Full results are here

Race 16 Race Report by Peter Ryan, Chairman ISORA

The 2019 ISORA Offshore Championship was decided in a tight contest between three boats – Paul O’Higgins “Rockabill VI”, Chris Power Smith’s “Aurelia” and Andrew Hall’s “Jackknife”. All any of those boats had to do to win the 63 boat, ISORA Offshore Series 2019, was to beat the other two boats in the last race.

The race was the annual James Eadie Race from Pwllheli to Dun Laoghaire, a distance of 80 miles. There were 23 entries for the race but only 14 managed to get the Pwllheli for the start. The starters included a new to ISORA boat from Arklow Sailing Club, John Conlon’s “Humdinger”.

The forecast for the race was moderate North-Westerly winds veering North-Easterly and eventually going very light. The weather for the race was as forecast.
Due to the light forecast in the evening, it was decided by the race committee to select a direct course. The course was:

Start at Pwllheli Bridge – PS2 (Racing buoy) (S) – ISORA Dublin (Virtual Mark) (P) – Finish between the pier heads in Dun Laoghaire. The course was approximately 82 miles.

The race started at 07.30. The starter on the Pwllheli Bridge was Robin Evans. The north-westerly wind provided a tight reach from the start line and “Jackknife” and “Rockabill” were fast off the start line and reaching west along the beach towards PS2. After rounding PS2, the fleet headed south-west towards St Tudwal’s Islands under spinnaker.

At this stage, the format for the race was being set. The three contenders for the Wolf’s Head, “Jackknife”, “Aurelia” and “Rockabill VI” split from the fleet and were racing together in close contact. This was to last for the entire race.
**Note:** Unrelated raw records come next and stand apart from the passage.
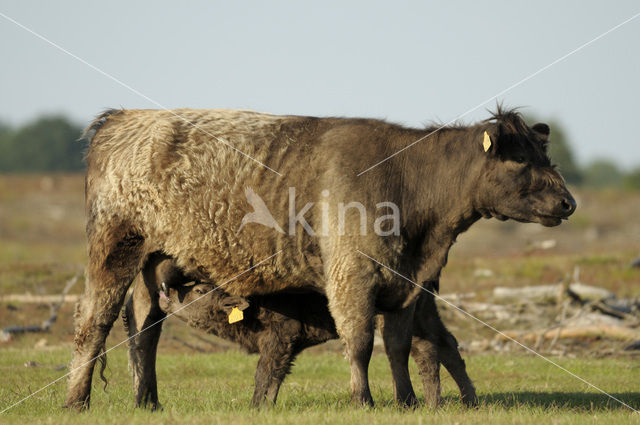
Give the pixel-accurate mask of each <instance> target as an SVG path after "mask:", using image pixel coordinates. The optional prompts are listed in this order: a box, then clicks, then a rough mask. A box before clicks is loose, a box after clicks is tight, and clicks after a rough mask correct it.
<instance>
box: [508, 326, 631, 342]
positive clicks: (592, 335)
mask: <svg viewBox="0 0 640 425" xmlns="http://www.w3.org/2000/svg"><path fill="white" fill-rule="evenodd" d="M503 334H505V335H506V336H508V337H511V338H513V339H516V340H518V341H520V342H529V343H532V342H536V341H538V340H539V339H544V340H553V339H555V340H557V339H567V338H573V339H588V338H596V337H600V338H611V339H619V340H624V341H630V340H634V339H637V338H638V337H640V333H639V332H638V331H637V330H635V329H630V328H628V327H626V326H620V325H618V326H611V325H591V326H583V327H572V328H558V329H557V330H543V331H533V332H521V331H504V332H503ZM496 339H498V340H506V339H507V338H506V337H504V336H503V335H500V334H499V335H496Z"/></svg>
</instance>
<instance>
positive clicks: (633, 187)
mask: <svg viewBox="0 0 640 425" xmlns="http://www.w3.org/2000/svg"><path fill="white" fill-rule="evenodd" d="M623 186H624V187H626V188H627V189H634V190H640V168H636V169H635V170H631V172H629V173H627V175H626V176H624V179H623Z"/></svg>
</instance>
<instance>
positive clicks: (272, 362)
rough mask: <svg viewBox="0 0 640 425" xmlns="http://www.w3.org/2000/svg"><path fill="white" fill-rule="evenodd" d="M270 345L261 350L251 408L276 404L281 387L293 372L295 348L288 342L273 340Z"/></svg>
mask: <svg viewBox="0 0 640 425" xmlns="http://www.w3.org/2000/svg"><path fill="white" fill-rule="evenodd" d="M268 344H269V345H270V347H269V348H267V349H261V352H260V360H258V367H257V369H256V375H255V389H254V392H253V398H252V399H251V407H260V406H262V405H264V404H269V405H274V404H276V399H277V398H278V392H279V390H280V385H282V382H283V381H284V378H285V377H286V376H287V374H288V373H289V371H290V370H291V365H292V364H293V359H294V358H295V355H294V353H293V346H292V345H291V344H289V343H288V342H286V341H279V340H271V341H269V342H268ZM265 348H266V347H265Z"/></svg>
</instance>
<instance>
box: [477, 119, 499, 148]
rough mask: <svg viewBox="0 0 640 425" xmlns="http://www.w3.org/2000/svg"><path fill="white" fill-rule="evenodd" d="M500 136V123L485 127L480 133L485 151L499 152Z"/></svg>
mask: <svg viewBox="0 0 640 425" xmlns="http://www.w3.org/2000/svg"><path fill="white" fill-rule="evenodd" d="M499 138H500V124H498V123H495V124H492V125H490V126H488V127H486V128H485V130H484V131H483V132H482V134H481V135H480V140H479V141H478V142H479V145H480V148H481V149H482V151H483V152H485V153H487V154H489V153H493V154H495V153H496V152H498V139H499Z"/></svg>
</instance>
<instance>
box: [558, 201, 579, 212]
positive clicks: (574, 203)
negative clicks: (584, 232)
mask: <svg viewBox="0 0 640 425" xmlns="http://www.w3.org/2000/svg"><path fill="white" fill-rule="evenodd" d="M561 205H562V210H563V211H565V212H567V213H568V214H571V213H572V212H573V211H574V210H575V209H576V201H574V200H573V198H565V199H563V200H562V203H561Z"/></svg>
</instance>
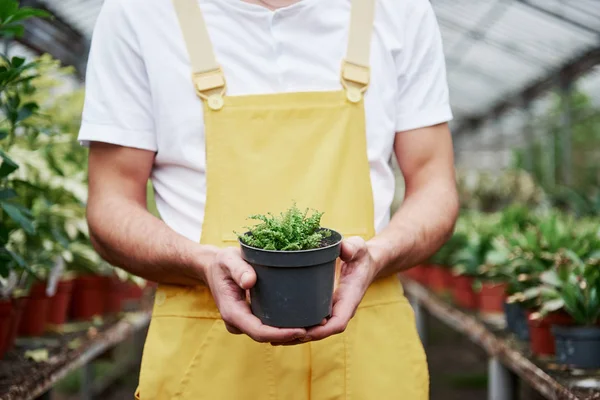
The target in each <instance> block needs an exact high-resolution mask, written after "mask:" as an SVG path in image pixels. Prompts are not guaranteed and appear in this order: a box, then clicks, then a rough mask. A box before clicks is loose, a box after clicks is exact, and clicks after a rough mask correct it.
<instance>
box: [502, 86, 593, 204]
mask: <svg viewBox="0 0 600 400" xmlns="http://www.w3.org/2000/svg"><path fill="white" fill-rule="evenodd" d="M566 101H568V102H569V103H570V114H571V115H570V120H571V121H572V125H571V137H572V145H571V154H570V155H569V157H568V158H566V157H565V153H564V152H565V151H567V150H566V149H567V148H566V147H565V146H564V143H563V141H562V138H563V137H564V127H563V121H562V112H563V110H564V108H565V102H566ZM531 125H532V126H535V127H536V129H538V130H541V131H543V133H544V135H543V136H541V137H539V138H538V139H536V140H535V141H534V142H533V143H531V145H530V146H529V147H527V148H522V149H517V150H514V151H513V165H514V167H516V168H521V169H528V170H529V171H530V173H531V174H532V175H533V176H534V177H535V179H536V181H537V182H538V183H539V184H541V185H542V186H543V187H544V189H545V190H546V191H547V192H548V193H549V195H550V198H551V199H552V200H554V197H555V196H556V197H557V199H556V200H557V201H558V202H560V203H561V204H562V205H563V206H566V207H567V208H569V209H570V208H571V204H568V203H567V204H565V203H564V201H565V200H567V201H568V200H570V199H565V197H564V193H563V192H564V191H565V190H569V189H565V186H566V185H567V183H568V182H565V181H564V179H563V176H564V173H565V169H566V168H571V171H572V179H573V181H572V182H571V183H570V185H569V186H570V189H571V190H575V191H576V192H578V193H581V194H582V195H583V196H588V195H589V193H590V191H593V190H595V189H596V188H597V187H598V186H600V166H599V164H598V148H600V147H599V146H600V109H598V107H596V106H594V104H593V103H592V101H591V98H590V96H588V95H587V94H585V93H584V92H583V91H581V90H578V89H577V88H575V89H574V90H573V91H572V93H571V94H570V96H569V97H565V96H561V95H559V94H558V93H554V94H553V104H552V107H551V108H550V110H549V111H548V112H546V113H545V114H544V115H540V116H539V117H537V118H535V119H534V120H533V121H532V124H531ZM528 155H529V156H530V157H528ZM528 159H529V160H530V161H529V162H528V161H527V160H528ZM566 160H570V165H567V164H565V161H566ZM575 201H576V202H577V200H575ZM556 205H558V204H556ZM573 206H576V204H574V205H573ZM597 211H598V209H597ZM595 215H598V214H595Z"/></svg>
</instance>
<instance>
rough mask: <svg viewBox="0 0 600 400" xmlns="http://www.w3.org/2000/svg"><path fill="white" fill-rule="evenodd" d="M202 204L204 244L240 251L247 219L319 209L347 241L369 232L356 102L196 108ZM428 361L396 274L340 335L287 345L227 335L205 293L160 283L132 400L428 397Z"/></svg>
mask: <svg viewBox="0 0 600 400" xmlns="http://www.w3.org/2000/svg"><path fill="white" fill-rule="evenodd" d="M204 112H205V122H206V149H207V165H208V167H207V204H206V209H205V210H206V211H205V219H204V225H203V227H202V238H201V243H210V244H214V245H219V246H231V245H233V246H237V245H238V244H237V243H236V241H235V240H236V239H235V235H234V233H233V231H234V230H236V231H241V230H242V229H243V226H244V225H246V223H247V222H248V221H246V216H248V215H250V214H254V213H262V212H267V211H274V210H275V211H277V210H283V209H285V208H287V207H288V206H289V205H290V203H291V201H292V200H296V201H297V203H298V205H299V206H301V207H313V208H317V209H319V210H323V211H325V215H324V216H323V225H324V226H327V227H331V228H333V229H337V230H339V231H340V232H342V234H344V235H345V236H350V235H360V236H362V237H363V238H365V239H369V238H370V237H372V236H373V235H374V230H373V226H374V222H373V203H372V202H373V200H372V191H371V185H370V177H369V165H368V159H367V147H366V139H365V121H364V104H363V102H362V101H361V102H359V103H351V102H349V101H347V100H346V97H345V93H344V92H343V91H339V92H324V93H293V94H280V95H264V96H244V97H225V104H224V107H223V108H222V109H221V110H220V111H213V110H211V109H209V108H208V107H207V106H205V109H204ZM428 386H429V385H428V374H427V365H426V360H425V354H424V352H423V349H422V347H421V344H420V342H419V339H418V336H417V332H416V329H415V322H414V316H413V313H412V309H411V307H410V305H409V304H408V302H407V301H406V298H405V297H404V296H403V294H402V289H401V286H400V284H399V282H398V280H397V279H396V278H395V277H391V278H387V279H383V280H380V281H377V282H375V283H374V284H373V285H372V286H371V287H370V288H369V290H368V291H367V293H366V296H365V298H364V300H363V301H362V303H361V305H360V307H359V310H358V311H357V313H356V316H355V317H354V318H353V319H352V321H351V322H350V324H349V326H348V329H347V330H346V332H345V333H343V334H341V335H337V336H334V337H331V338H328V339H326V340H324V341H320V342H315V343H307V344H303V345H298V346H290V347H273V346H271V345H269V344H259V343H256V342H254V341H252V340H251V339H250V338H248V337H246V336H243V335H241V336H236V335H232V334H230V333H229V332H227V330H226V329H225V326H224V324H223V321H222V320H221V319H220V318H219V312H218V310H217V308H216V306H215V304H214V301H213V300H212V296H211V293H210V290H209V289H208V288H206V287H197V288H181V287H175V286H165V285H161V286H160V287H159V289H158V291H157V296H156V300H155V306H154V312H153V318H152V322H151V326H150V331H149V334H148V338H147V342H146V346H145V350H144V357H143V362H142V370H141V373H140V385H139V391H138V393H137V395H138V398H139V399H141V400H149V399H158V400H166V399H179V400H200V399H210V400H221V399H222V400H296V399H297V400H309V399H310V400H326V399H328V400H334V399H335V400H338V399H339V400H341V399H344V400H346V399H356V400H370V399H378V400H379V399H381V400H386V399H390V400H391V399H407V400H425V399H427V398H428Z"/></svg>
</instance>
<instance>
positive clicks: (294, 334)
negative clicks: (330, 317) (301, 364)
mask: <svg viewBox="0 0 600 400" xmlns="http://www.w3.org/2000/svg"><path fill="white" fill-rule="evenodd" d="M206 280H207V282H208V285H209V286H210V290H211V292H212V295H213V298H214V299H215V303H216V304H217V308H218V309H219V312H220V313H221V318H223V321H225V326H226V327H227V330H228V331H229V332H231V333H233V334H237V335H239V334H246V335H248V336H250V337H251V338H252V339H254V340H255V341H257V342H265V343H267V342H271V343H285V342H292V341H295V340H299V339H301V338H303V337H304V336H305V335H306V330H305V329H279V328H274V327H271V326H268V325H264V324H263V323H262V322H261V321H260V320H259V319H258V318H257V317H255V316H254V315H253V314H252V311H251V310H250V305H249V304H248V302H247V301H246V291H247V290H249V289H250V288H251V287H252V286H254V285H255V284H256V273H255V272H254V270H253V269H252V267H251V266H250V265H249V264H247V263H246V262H245V261H244V260H243V259H242V257H241V251H240V249H239V248H233V247H230V248H226V249H221V250H219V251H218V252H217V254H216V256H215V258H214V262H213V263H212V265H210V266H209V268H208V271H206Z"/></svg>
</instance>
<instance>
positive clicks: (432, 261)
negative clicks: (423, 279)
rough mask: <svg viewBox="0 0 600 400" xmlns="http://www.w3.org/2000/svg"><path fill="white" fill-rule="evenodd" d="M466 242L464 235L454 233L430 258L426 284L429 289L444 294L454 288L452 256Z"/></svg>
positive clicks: (461, 247)
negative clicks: (448, 239) (452, 272)
mask: <svg viewBox="0 0 600 400" xmlns="http://www.w3.org/2000/svg"><path fill="white" fill-rule="evenodd" d="M467 242H468V237H467V235H466V233H464V232H460V231H458V230H457V231H456V232H455V233H454V234H453V235H452V237H451V238H450V239H449V240H448V241H447V242H446V243H445V244H444V245H443V246H442V247H441V248H440V249H439V250H438V251H437V252H436V253H435V254H434V255H433V256H432V257H431V259H430V261H429V262H430V265H429V277H428V283H429V287H430V289H431V290H432V291H433V292H434V293H437V294H446V293H448V292H450V291H451V290H452V288H453V287H454V279H455V278H454V275H453V273H452V263H453V256H454V254H456V253H457V252H458V251H459V250H461V249H463V248H464V247H465V246H466V245H467Z"/></svg>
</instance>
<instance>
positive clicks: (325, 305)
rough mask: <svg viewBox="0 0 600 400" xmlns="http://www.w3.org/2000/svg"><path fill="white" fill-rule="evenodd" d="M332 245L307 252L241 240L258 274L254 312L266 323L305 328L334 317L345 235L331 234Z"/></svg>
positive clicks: (252, 309)
mask: <svg viewBox="0 0 600 400" xmlns="http://www.w3.org/2000/svg"><path fill="white" fill-rule="evenodd" d="M331 233H332V235H331V236H330V237H329V238H327V241H328V243H331V244H330V245H329V246H326V247H322V248H318V249H314V250H303V251H270V250H262V249H257V248H254V247H250V246H247V245H246V244H244V243H243V242H241V241H240V244H241V248H242V257H243V258H244V260H246V262H248V263H249V264H250V265H251V266H252V267H253V268H254V270H255V271H256V276H257V280H256V285H254V287H253V288H252V289H250V306H251V309H252V313H253V314H254V315H256V316H257V317H258V318H259V319H260V320H261V321H262V323H263V324H265V325H270V326H275V327H279V328H302V327H309V326H314V325H317V324H319V323H320V322H321V321H322V320H323V318H326V317H327V316H329V315H330V314H331V305H332V295H333V289H334V279H335V265H336V260H337V258H338V257H339V255H340V248H341V240H342V236H341V235H340V234H339V233H337V232H335V231H333V230H332V231H331Z"/></svg>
Rounding the headland at St Tudwals the leg west to Bardsey Sound was a fetch but with a foul tide against the fleet, the route to and through Bardsey Sound had to be selected carefully.
Exiting Bardsey Sound the tide was ebbing south. The wind at this stage was still north-westerly providing a 60 mile beat to the finish but this soon changed as the wind veered to the North, liftin the fleet closer to the rhumb line.

It soon became apparent that the forecast was proving correct and the fleet would be close fetching toward Dun Laoghaire. This eliminated most of the tactical options, so boat speed was the main concern.

“Jackknife” led the fleet into Dublin Bay and was the first boat to succumb to the failing winds. This allowed the following boats for close the gap. At one stage, it was looking like a small boat race as all the lead boats slowed and the smaller boats compacted the fleet.

Jackknife 9244

The last 7 miles were tricky for the leaders due to the light fickle winds in Dublin Bay. “Jackknife” managed to inch across the finish line under spinnaker to take Line Honours but only managed a 4th Overall. “Aurelia”, followed closely by “Rockabill VI” and Peter Dunlop’s “Mojito”, managed to cross the line in the failing breeze. Unfortunately, at that stage the tide was stating to ebb south, stopping the remainder of the fleet as they entered the bay. All of the remaining fleet struggled to cross the line, with some boats retiring late in the evening.

Cigar Smoke 9217Cigar Smoke on board Jackknife is barely dispersed so light were the winds on Dublin Bay Photo: Afloat

After this challenging and frustrating race, “Rockabill VI” managed to stay close enough to the other two contenders to win the race Overall and the James Eadie trophy and to take the ISORA Offshore Championship 2019. They also won Class 0.

Joe Conway's Elandra won the Silver class division but overall Grzegorz Kalinacki’s “More Mischief” takes the ISORA Silver Class 2019 Championship.

“Mojito” took Class 1 with Mark Thompson’s “Jac Y Do” taking Class 2. Full results, as well as the YB tracking of the race can be found on the website: www.isora.org

The traditional end-of-season party took place at the National Yacht Club after the race, where crew from all boats gathered to exchange stories and socialise together. The party extended early into the morning with Charlene Howard’s “AJ Wanderlust” crossing the finish just after 02.00. Finish time were recorded automatically using the YB trackers fitted to every boat.

Prior to the race, on Friday evening, a pre-race get-together took place in Plas Heli (Pwllheli Sailing Club)

This race ended the ISORA Offshore 2019 Series and the following boat are the Series and Class Winners:

  • Overall ISORA Offshore Champion – Paul O’Higgins “Rockabill VI”
  • Overall ISORA Offshore Sliver Class Champion - Grzegorz Kalinacki’s “More Mischief”
  • Overall ISORA Offshore Class 0 - Paul O’Higgins “Rockabill VI”
  • Overall ISORA Offshore Class 1 – Peter Dunlop & Vicky Cox “Mojito”
  • Overall ISORA Offshore Class 2 – Lindsey Casey “Windjammer”
  • Viking Marine Irish Coastal Series 2019 - Peter Dunlop & Vicky Cox “Mojito”
  • Global Display UK Coastal Series 2019 – Andrew Hall “Jackknife”

Prizes for the season will be presented at the Annual ISORA Dinner to be held in the NYC on 9th November. That afternoon the ISORA AGM takes place where the race schedule for 2020 is discussed and agreed.